President Biden loves to take credit where it isn’t due. His latest?
“Thanks to the quick action of my administration over the last few days, Americans can have confidence that the banking system is safe,”
the prez smugged Monday morning of his administration’s extraordinary move Sunday to make whole the depositors of Silicon Valley Bank, far above FDIC-insured amounts, to head off possible systemic failures.
First, it’s been
less than two days — far too soon to see if
the wider danger is over.
Worse, this “Joe to the rescue” schtick is completely disingenuous.
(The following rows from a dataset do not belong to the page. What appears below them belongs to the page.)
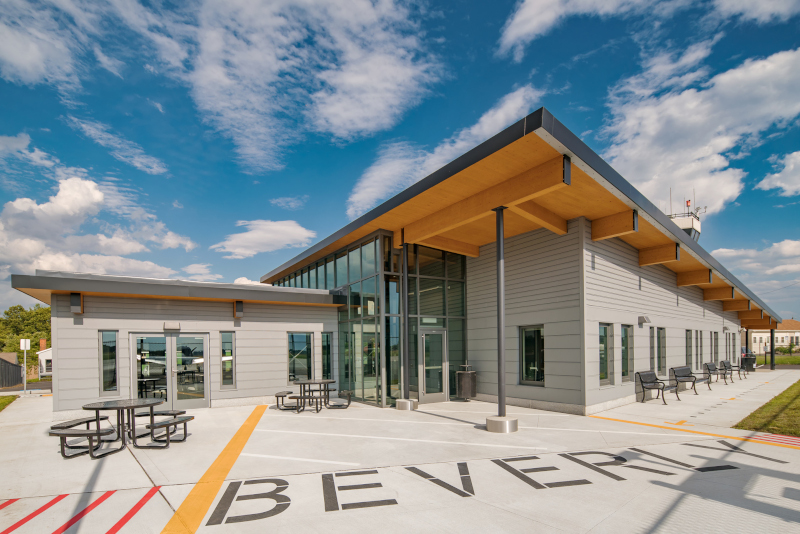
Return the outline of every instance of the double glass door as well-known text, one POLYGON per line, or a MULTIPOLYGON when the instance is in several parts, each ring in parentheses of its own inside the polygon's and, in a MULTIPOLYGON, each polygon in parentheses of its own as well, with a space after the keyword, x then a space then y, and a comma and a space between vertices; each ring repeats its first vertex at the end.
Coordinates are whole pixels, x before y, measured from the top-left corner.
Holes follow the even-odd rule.
POLYGON ((447 331, 420 329, 418 346, 419 402, 448 400, 447 331))
POLYGON ((132 334, 136 392, 172 410, 208 406, 208 334, 132 334))

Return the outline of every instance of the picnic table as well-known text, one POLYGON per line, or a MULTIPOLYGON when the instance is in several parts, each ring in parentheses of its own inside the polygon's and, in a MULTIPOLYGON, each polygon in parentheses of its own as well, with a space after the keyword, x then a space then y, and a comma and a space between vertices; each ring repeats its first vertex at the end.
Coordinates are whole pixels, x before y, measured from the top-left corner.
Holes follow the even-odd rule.
POLYGON ((309 400, 308 404, 310 406, 311 401, 306 397, 312 397, 314 396, 314 393, 319 393, 319 395, 322 396, 322 401, 325 404, 325 406, 328 406, 331 394, 330 385, 335 383, 336 380, 329 380, 329 379, 296 381, 295 385, 300 386, 300 397, 302 397, 301 399, 298 399, 298 402, 302 401, 303 406, 305 406, 306 400, 309 400), (318 387, 314 389, 314 386, 318 387))
MULTIPOLYGON (((137 408, 149 408, 150 409, 150 424, 154 423, 154 414, 153 408, 158 406, 159 404, 163 404, 164 399, 122 399, 122 400, 112 400, 112 401, 102 401, 102 402, 93 402, 90 404, 84 404, 84 410, 90 410, 95 412, 95 420, 97 423, 97 429, 100 429, 100 412, 111 410, 117 412, 117 439, 122 440, 122 445, 119 449, 115 452, 119 452, 122 449, 127 447, 127 443, 125 441, 125 434, 128 433, 133 439, 133 436, 136 435, 136 417, 135 417, 135 410, 137 408), (125 414, 128 414, 127 423, 125 421, 125 414)), ((117 441, 114 439, 113 441, 117 441)), ((134 446, 136 444, 134 443, 134 446)))
MULTIPOLYGON (((144 398, 147 398, 147 383, 148 382, 152 382, 153 384, 152 384, 152 387, 150 389, 155 390, 155 383, 158 382, 161 379, 160 378, 139 378, 138 380, 144 386, 144 388, 143 388, 144 389, 144 398)), ((139 395, 141 395, 141 394, 142 394, 142 391, 140 390, 139 391, 139 395)))

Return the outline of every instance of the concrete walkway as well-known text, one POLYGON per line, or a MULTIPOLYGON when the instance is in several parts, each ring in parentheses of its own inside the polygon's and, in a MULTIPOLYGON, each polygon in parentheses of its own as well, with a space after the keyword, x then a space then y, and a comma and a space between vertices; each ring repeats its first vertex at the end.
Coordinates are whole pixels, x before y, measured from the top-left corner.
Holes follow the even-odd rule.
POLYGON ((592 417, 511 407, 512 435, 480 402, 195 410, 186 443, 98 461, 63 460, 51 399, 25 397, 0 413, 0 534, 800 531, 800 439, 730 428, 798 379, 592 417))

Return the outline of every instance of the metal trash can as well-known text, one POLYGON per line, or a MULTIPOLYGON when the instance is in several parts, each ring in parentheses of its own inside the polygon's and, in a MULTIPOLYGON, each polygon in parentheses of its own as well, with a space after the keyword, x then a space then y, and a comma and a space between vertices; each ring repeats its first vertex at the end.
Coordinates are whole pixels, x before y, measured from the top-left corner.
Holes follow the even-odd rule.
POLYGON ((755 365, 756 365, 756 357, 755 356, 742 356, 742 365, 744 366, 745 370, 748 373, 754 372, 755 365))
POLYGON ((471 365, 462 365, 461 371, 456 371, 456 397, 469 401, 478 393, 478 375, 472 370, 471 365))

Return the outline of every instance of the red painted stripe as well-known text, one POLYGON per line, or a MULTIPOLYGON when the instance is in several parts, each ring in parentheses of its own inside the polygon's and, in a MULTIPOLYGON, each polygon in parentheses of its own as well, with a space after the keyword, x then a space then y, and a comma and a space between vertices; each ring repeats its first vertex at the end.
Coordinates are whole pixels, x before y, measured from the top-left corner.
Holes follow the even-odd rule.
POLYGON ((0 504, 0 510, 2 510, 3 508, 5 508, 5 507, 6 507, 6 506, 8 506, 9 504, 14 504, 14 503, 15 503, 15 502, 17 502, 18 500, 19 500, 19 499, 9 499, 9 500, 7 500, 7 501, 6 501, 6 502, 4 502, 3 504, 0 504))
POLYGON ((142 497, 142 498, 139 500, 139 502, 137 502, 137 503, 136 503, 136 504, 133 506, 133 508, 131 508, 131 509, 130 509, 130 511, 129 511, 127 514, 125 514, 124 516, 122 516, 122 519, 120 519, 119 521, 117 521, 117 524, 116 524, 116 525, 114 525, 113 527, 111 527, 111 530, 109 530, 108 532, 106 532, 106 534, 117 534, 117 532, 119 532, 119 530, 120 530, 122 527, 124 527, 124 526, 125 526, 125 524, 126 524, 128 521, 130 521, 130 520, 131 520, 131 518, 132 518, 133 516, 135 516, 135 515, 136 515, 136 514, 139 512, 139 510, 141 510, 141 509, 142 509, 142 506, 144 506, 145 504, 147 504, 147 501, 149 501, 149 500, 150 500, 150 498, 151 498, 153 495, 155 495, 156 493, 158 493, 158 490, 160 490, 160 489, 161 489, 161 486, 156 486, 155 488, 150 488, 150 491, 148 491, 148 492, 145 494, 145 496, 144 496, 144 497, 142 497))
POLYGON ((765 434, 763 436, 758 436, 758 439, 774 439, 775 441, 800 441, 800 438, 796 438, 794 436, 784 436, 782 434, 765 434))
POLYGON ((800 439, 774 438, 774 437, 762 437, 758 439, 762 441, 774 441, 775 443, 789 443, 790 445, 800 445, 800 439))
POLYGON ((83 510, 81 510, 80 512, 78 512, 77 514, 75 514, 75 517, 73 517, 72 519, 70 519, 69 521, 67 521, 67 522, 66 522, 66 523, 64 523, 63 525, 61 525, 61 526, 60 526, 59 528, 57 528, 56 530, 54 530, 54 531, 53 531, 53 534, 63 534, 64 532, 66 532, 66 531, 69 529, 69 527, 71 527, 72 525, 74 525, 75 523, 77 523, 78 521, 80 521, 81 519, 83 519, 83 517, 84 517, 86 514, 88 514, 89 512, 91 512, 92 510, 94 510, 95 508, 97 508, 98 506, 100 506, 100 505, 103 503, 103 501, 105 501, 106 499, 108 499, 109 497, 111 497, 111 495, 112 495, 112 494, 113 494, 115 491, 116 491, 116 490, 111 490, 111 491, 107 491, 107 492, 105 492, 104 494, 102 494, 102 495, 100 496, 100 498, 99 498, 99 499, 97 499, 97 500, 96 500, 96 501, 94 501, 92 504, 90 504, 89 506, 87 506, 86 508, 84 508, 83 510))
POLYGON ((27 523, 28 521, 30 521, 34 517, 36 517, 37 515, 41 514, 42 512, 44 512, 45 510, 47 510, 48 508, 53 506, 54 504, 58 503, 60 500, 66 499, 68 496, 69 496, 69 494, 59 495, 58 497, 56 497, 55 499, 53 499, 49 503, 45 504, 44 506, 42 506, 41 508, 39 508, 35 512, 29 514, 26 517, 23 517, 22 519, 20 519, 19 521, 17 521, 16 523, 11 525, 7 529, 5 529, 3 532, 0 532, 0 534, 8 534, 9 532, 14 532, 19 527, 21 527, 22 525, 24 525, 25 523, 27 523))

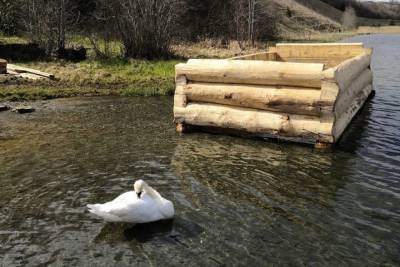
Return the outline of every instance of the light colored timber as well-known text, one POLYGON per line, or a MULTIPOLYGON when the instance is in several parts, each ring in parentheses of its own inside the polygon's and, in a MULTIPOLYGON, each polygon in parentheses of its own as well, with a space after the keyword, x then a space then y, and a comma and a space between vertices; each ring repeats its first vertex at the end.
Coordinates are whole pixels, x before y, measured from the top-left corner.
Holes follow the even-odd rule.
POLYGON ((317 57, 309 57, 309 58, 293 58, 293 57, 286 57, 281 58, 277 54, 278 61, 282 62, 299 62, 299 63, 323 63, 325 65, 325 69, 333 68, 342 63, 343 61, 347 60, 348 57, 334 57, 334 58, 317 58, 317 57))
POLYGON ((184 94, 183 88, 187 84, 186 76, 185 75, 177 75, 175 77, 176 89, 175 89, 175 96, 174 96, 174 106, 175 107, 186 107, 187 104, 187 97, 184 94))
POLYGON ((19 73, 18 73, 18 72, 16 72, 16 71, 13 71, 13 70, 9 70, 9 69, 7 69, 7 74, 11 74, 11 75, 19 75, 19 73))
POLYGON ((372 92, 372 85, 368 85, 367 87, 365 87, 354 99, 354 101, 350 104, 347 111, 341 114, 340 117, 335 120, 332 131, 332 135, 334 137, 335 142, 339 140, 344 130, 349 125, 353 117, 364 105, 371 92, 372 92))
POLYGON ((370 69, 364 70, 360 76, 358 76, 351 85, 344 90, 340 90, 340 93, 335 102, 334 112, 336 116, 340 116, 344 113, 348 107, 354 102, 355 98, 360 92, 368 85, 372 84, 372 72, 370 69))
POLYGON ((203 103, 189 103, 186 108, 175 107, 174 113, 176 122, 189 125, 332 141, 333 121, 321 123, 318 117, 203 103))
POLYGON ((286 58, 352 58, 368 49, 362 43, 277 44, 276 51, 286 58))
POLYGON ((319 115, 321 91, 315 88, 217 83, 189 83, 183 87, 189 102, 224 104, 277 112, 319 115))
MULTIPOLYGON (((319 101, 320 103, 326 103, 325 105, 321 105, 322 114, 333 115, 333 108, 337 96, 339 95, 339 91, 340 89, 337 83, 331 81, 322 81, 321 95, 319 101)), ((325 117, 321 119, 325 119, 325 117)))
POLYGON ((189 81, 320 88, 323 64, 191 59, 176 66, 189 81))
POLYGON ((53 74, 42 72, 42 71, 38 71, 38 70, 34 70, 34 69, 31 69, 31 68, 20 67, 20 66, 16 66, 16 65, 13 65, 13 64, 8 64, 7 65, 7 69, 9 69, 11 71, 18 72, 18 73, 31 73, 31 74, 36 74, 36 75, 39 75, 39 76, 43 76, 45 78, 54 79, 54 75, 53 74))
POLYGON ((243 55, 230 58, 232 60, 269 60, 269 61, 276 61, 278 54, 276 52, 261 52, 261 53, 254 53, 250 55, 243 55))
POLYGON ((46 77, 44 77, 44 76, 36 75, 36 74, 33 74, 33 73, 18 73, 17 76, 19 76, 21 78, 29 79, 29 80, 46 79, 46 77))
POLYGON ((189 60, 176 66, 177 131, 325 147, 340 138, 372 91, 371 54, 361 43, 278 44, 227 60, 189 60))
POLYGON ((364 53, 324 71, 324 80, 337 82, 341 89, 347 88, 370 64, 371 55, 364 53))

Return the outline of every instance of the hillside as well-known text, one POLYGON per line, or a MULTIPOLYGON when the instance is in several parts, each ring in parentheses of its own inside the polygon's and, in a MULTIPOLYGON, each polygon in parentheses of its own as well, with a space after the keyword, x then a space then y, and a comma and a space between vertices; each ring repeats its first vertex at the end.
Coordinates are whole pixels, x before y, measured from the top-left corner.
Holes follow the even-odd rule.
MULTIPOLYGON (((341 25, 334 17, 326 16, 329 9, 334 9, 318 0, 315 4, 322 4, 320 10, 311 8, 306 5, 307 1, 297 0, 273 0, 271 1, 271 10, 276 11, 279 17, 279 30, 281 33, 300 32, 307 33, 313 31, 336 31, 339 30, 341 25), (304 3, 303 3, 304 2, 304 3), (325 5, 325 6, 324 6, 325 5), (326 9, 325 11, 323 9, 326 9)), ((315 5, 313 5, 315 6, 315 5)), ((338 16, 341 12, 338 11, 338 16)))
POLYGON ((364 2, 365 9, 380 19, 400 19, 400 3, 364 2))
MULTIPOLYGON (((346 0, 273 0, 273 10, 278 10, 281 18, 280 31, 286 33, 313 31, 339 31, 343 11, 340 3, 346 0), (336 8, 337 7, 337 8, 336 8)), ((348 2, 348 1, 347 1, 348 2)), ((357 2, 356 10, 366 17, 359 17, 359 25, 383 26, 400 25, 400 4, 357 2), (358 9, 357 9, 358 8, 358 9), (367 16, 368 15, 368 16, 367 16)))
MULTIPOLYGON (((359 17, 369 19, 400 19, 400 2, 355 1, 355 0, 321 0, 339 10, 352 5, 359 17)), ((312 2, 312 1, 311 1, 312 2)))

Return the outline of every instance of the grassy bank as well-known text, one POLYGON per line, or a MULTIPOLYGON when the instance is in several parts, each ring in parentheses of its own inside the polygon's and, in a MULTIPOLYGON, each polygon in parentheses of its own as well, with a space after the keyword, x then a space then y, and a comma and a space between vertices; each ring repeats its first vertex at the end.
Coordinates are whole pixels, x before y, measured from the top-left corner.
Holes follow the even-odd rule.
MULTIPOLYGON (((382 29, 380 29, 382 31, 382 29)), ((387 31, 387 29, 385 28, 387 31)), ((398 29, 396 29, 398 30, 398 29)), ((309 32, 291 33, 282 36, 285 42, 336 42, 357 34, 377 31, 376 28, 361 28, 350 32, 309 32)), ((84 39, 75 38, 75 44, 84 43, 84 39)), ((19 37, 2 37, 0 43, 25 43, 19 37)), ((84 43, 85 46, 88 44, 84 43)), ((196 44, 174 45, 172 50, 178 58, 229 58, 240 54, 264 51, 273 43, 260 43, 256 47, 242 50, 231 42, 222 45, 215 40, 206 40, 196 44)), ((115 45, 116 52, 118 51, 115 45)), ((88 51, 93 58, 93 51, 88 51)), ((174 92, 174 66, 184 60, 123 60, 115 55, 112 60, 86 60, 72 63, 60 60, 13 62, 21 66, 53 73, 54 81, 27 82, 1 77, 0 101, 36 100, 70 96, 155 96, 171 95, 174 92)))
POLYGON ((1 100, 33 100, 78 95, 153 96, 174 92, 177 60, 87 60, 19 63, 53 73, 56 80, 0 80, 1 100))

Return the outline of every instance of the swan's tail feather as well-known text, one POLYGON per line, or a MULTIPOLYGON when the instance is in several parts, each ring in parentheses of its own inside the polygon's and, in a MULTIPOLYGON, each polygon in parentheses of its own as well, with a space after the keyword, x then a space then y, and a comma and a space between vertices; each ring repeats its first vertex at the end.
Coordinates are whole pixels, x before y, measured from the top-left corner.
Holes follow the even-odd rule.
POLYGON ((115 215, 109 214, 103 210, 101 210, 101 204, 87 204, 86 207, 88 208, 90 213, 103 218, 108 222, 119 222, 120 218, 115 215))
POLYGON ((98 206, 99 204, 87 204, 86 207, 88 208, 88 210, 90 212, 94 212, 96 210, 96 206, 98 206))

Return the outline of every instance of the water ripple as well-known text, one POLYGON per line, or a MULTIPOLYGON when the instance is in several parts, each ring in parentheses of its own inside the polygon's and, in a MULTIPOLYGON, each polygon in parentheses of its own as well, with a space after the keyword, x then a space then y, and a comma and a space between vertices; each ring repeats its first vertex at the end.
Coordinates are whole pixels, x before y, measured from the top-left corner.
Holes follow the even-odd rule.
POLYGON ((400 265, 400 37, 358 41, 375 48, 377 94, 328 151, 177 135, 170 97, 1 113, 1 265, 400 265), (85 211, 138 178, 174 201, 175 220, 85 211))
Biden’s dismal economic leadership
got us here.
He dumped trillions into an economy already running hot in 2021. When inflation headed for the stratosphere, the White House first dismissed it as “transitory,” then insanely tried to pin the biggest blame on Russian President Vladimir Putin and greedy corporations for the price hikes punishing everyday Americans.
The resultant rate hikes as the Federal Reserve moved belatedly and aggressively to tame inflation cratered the value of SVB’s “safe” long-maturity investments; when withdrawals forced premature liquidations, the overextended bank (yes, SVB management shares the blame too) was finished.
Meanwhile, Biden’s Treasury secretary has been busy trying to negotiate a global deal for higher taxes worldwide, while his other financial regulators have focused on pushing social justice priorities (including his energy price-hiking “climate change” agenda) in the corporate world.
One sign of just how skewed priorities have grown: Team Biden is
encouraging retirement plan managers to use woke metrics for investments, rather than seeking the best returns.
And SVB listened. The bank committed some $5 billion to back “sustainable finance and carbon neutral operations” in 2022; one of its risk-management
honchos spent her time launching Pride Month celebrations as her employer rushed toward the cliff edge.
That — and the fact that many of its depositors are tech firms that overwhelmingly give to Dems — accounts for how swiftly Biden moved to aid them. Those are the “small businesses” he vows to protect.
This bailout will devour a massive piece of the FDIC’s insurance fund; the cost of replenishing it will fall on
other banks. And guess who pays
then? Average consumers, via hiked service fees.
Biden (before jetting off to a West Coast fundraiser) demanded that Americans look at these bank failures in the “broader context.”
Please do: The correct “context” is that this is largely the result of
Biden’s preferred economic policies.